2011 Oct 11
Reconstructing Visual Experiences From Brain Activity Evoked by Natural Movies
Item in Clipboard
Reconstructing Visual Experiences From Brain Activity Evoked by Natural Movies
Quantitative modeling of human brain activity can provide crucial insights about cortical representations [1, 2] and can form the basis for brain decoding devices [3-5]. Recent functional magnetic resonance imaging (fMRI) studies have modeled brain activity elicited by static visual patterns and have reconstructed these patterns from brain activity [6-8]. However, blood oxygen level-dependent (BOLD) signals measured via fMRI are very slow , so it has been difficult to model brain activity elicited by dynamic stimuli such as natural movies. Here we present a new motion-energy [10, 11] encoding model that largely overcomes this limitation. The model describes fast visual information and slow hemodynamics by separate components. We recorded BOLD signals in occipitotemporal visual cortex of human subjects who watched natural movies and fit the model separately to individual voxels. Visualization of the fit models reveals how early visual areas represent the information in movies. To demonstrate the power of our approach, we also constructed a Bayesian decoder  by combining estimated encoding models with a sampled natural movie prior. The decoder provides remarkable reconstructions of the viewed movies. These results demonstrate that dynamic brain activity measured under naturalistic conditions can be decoded using current fMRI technology.
Copyright © 2011 Elsevier Ltd.
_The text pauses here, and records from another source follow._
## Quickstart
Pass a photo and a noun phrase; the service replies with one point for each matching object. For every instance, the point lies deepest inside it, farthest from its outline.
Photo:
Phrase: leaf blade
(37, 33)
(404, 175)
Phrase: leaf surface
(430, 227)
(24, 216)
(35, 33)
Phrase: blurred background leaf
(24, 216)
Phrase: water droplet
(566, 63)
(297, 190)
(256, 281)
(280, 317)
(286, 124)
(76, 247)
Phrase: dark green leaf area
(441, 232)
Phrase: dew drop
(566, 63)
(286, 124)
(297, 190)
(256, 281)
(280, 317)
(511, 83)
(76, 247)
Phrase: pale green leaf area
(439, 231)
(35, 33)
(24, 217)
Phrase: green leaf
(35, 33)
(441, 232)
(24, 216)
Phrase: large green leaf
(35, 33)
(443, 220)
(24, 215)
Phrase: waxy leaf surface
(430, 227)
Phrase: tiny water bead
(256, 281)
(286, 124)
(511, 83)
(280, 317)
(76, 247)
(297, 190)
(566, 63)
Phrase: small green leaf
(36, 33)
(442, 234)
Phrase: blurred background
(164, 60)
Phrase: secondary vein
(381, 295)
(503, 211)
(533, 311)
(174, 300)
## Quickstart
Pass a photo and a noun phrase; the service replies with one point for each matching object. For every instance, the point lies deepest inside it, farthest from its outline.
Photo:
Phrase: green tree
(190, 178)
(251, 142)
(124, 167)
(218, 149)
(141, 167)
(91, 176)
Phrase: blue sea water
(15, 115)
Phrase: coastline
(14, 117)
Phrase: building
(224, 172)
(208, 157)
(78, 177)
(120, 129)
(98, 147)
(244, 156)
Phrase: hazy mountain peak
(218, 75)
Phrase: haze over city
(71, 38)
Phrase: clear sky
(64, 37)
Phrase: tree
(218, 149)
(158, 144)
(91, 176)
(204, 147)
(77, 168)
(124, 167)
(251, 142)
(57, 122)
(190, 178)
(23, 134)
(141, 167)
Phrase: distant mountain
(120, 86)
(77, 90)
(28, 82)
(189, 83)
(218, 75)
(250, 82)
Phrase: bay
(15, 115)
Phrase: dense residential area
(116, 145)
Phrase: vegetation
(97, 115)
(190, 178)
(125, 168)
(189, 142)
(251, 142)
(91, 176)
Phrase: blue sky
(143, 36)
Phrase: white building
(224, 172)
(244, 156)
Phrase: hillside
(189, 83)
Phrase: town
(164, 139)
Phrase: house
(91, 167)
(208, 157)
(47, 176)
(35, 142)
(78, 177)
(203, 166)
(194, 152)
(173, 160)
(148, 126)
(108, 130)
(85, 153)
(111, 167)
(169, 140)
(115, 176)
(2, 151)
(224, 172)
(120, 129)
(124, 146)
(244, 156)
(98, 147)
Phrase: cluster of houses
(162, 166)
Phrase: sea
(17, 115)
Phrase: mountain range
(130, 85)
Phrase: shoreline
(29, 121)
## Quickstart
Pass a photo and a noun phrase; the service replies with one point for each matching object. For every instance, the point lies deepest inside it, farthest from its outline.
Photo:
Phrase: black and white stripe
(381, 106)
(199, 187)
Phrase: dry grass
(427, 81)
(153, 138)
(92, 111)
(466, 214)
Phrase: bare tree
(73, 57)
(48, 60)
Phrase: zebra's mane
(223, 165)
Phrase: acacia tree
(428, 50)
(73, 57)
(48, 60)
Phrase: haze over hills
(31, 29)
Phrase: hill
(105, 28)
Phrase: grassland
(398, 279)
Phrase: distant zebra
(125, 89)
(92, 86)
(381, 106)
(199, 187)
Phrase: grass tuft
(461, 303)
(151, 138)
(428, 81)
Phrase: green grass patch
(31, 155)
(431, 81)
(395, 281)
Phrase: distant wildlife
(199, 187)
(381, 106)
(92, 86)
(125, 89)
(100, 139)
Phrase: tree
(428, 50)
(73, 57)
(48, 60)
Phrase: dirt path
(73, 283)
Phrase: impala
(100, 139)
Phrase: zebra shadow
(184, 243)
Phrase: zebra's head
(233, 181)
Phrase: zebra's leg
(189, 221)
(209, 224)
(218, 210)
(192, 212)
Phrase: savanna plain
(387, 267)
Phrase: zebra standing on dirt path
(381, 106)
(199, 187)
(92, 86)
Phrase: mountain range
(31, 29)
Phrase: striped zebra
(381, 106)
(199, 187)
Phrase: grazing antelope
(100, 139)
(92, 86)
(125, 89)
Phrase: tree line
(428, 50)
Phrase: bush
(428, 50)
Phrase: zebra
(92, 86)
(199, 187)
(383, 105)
All rights reserved.
Conflict of interest statement
The authors declare no conflict of interest.
Figure 1. Schematic diagram of the motion-energy encoding model
A, Stimuli first pass through a fixed set of nonlinear spatio-temporal motion-energy filters (shown in detail in panel B), and then through a set of hemodynamic response filters fit separately to each voxel. The summed output of the filter bank provides a prediction of BOLD signals. B, The nonlinear motion-energy filter bank consists of several filtering stages. Stimuli are first transformed into the Commission internationale de l'éclairage (CIE) L*A*B* color space and the color channels are stripped off. Luminance signals then pass through a bank of 6,555 spatio-temporal Gabor filters differing in position, orientation, direction, spatial and temporal frequency (see Supplemental Information for details). Motion energy is calculated by squaring and summing Gabor filters in quadrature. Finally, signals pass through a compressive nonlinearity and are temporally down-sampled to the fMRI sampling rate (1 Hz).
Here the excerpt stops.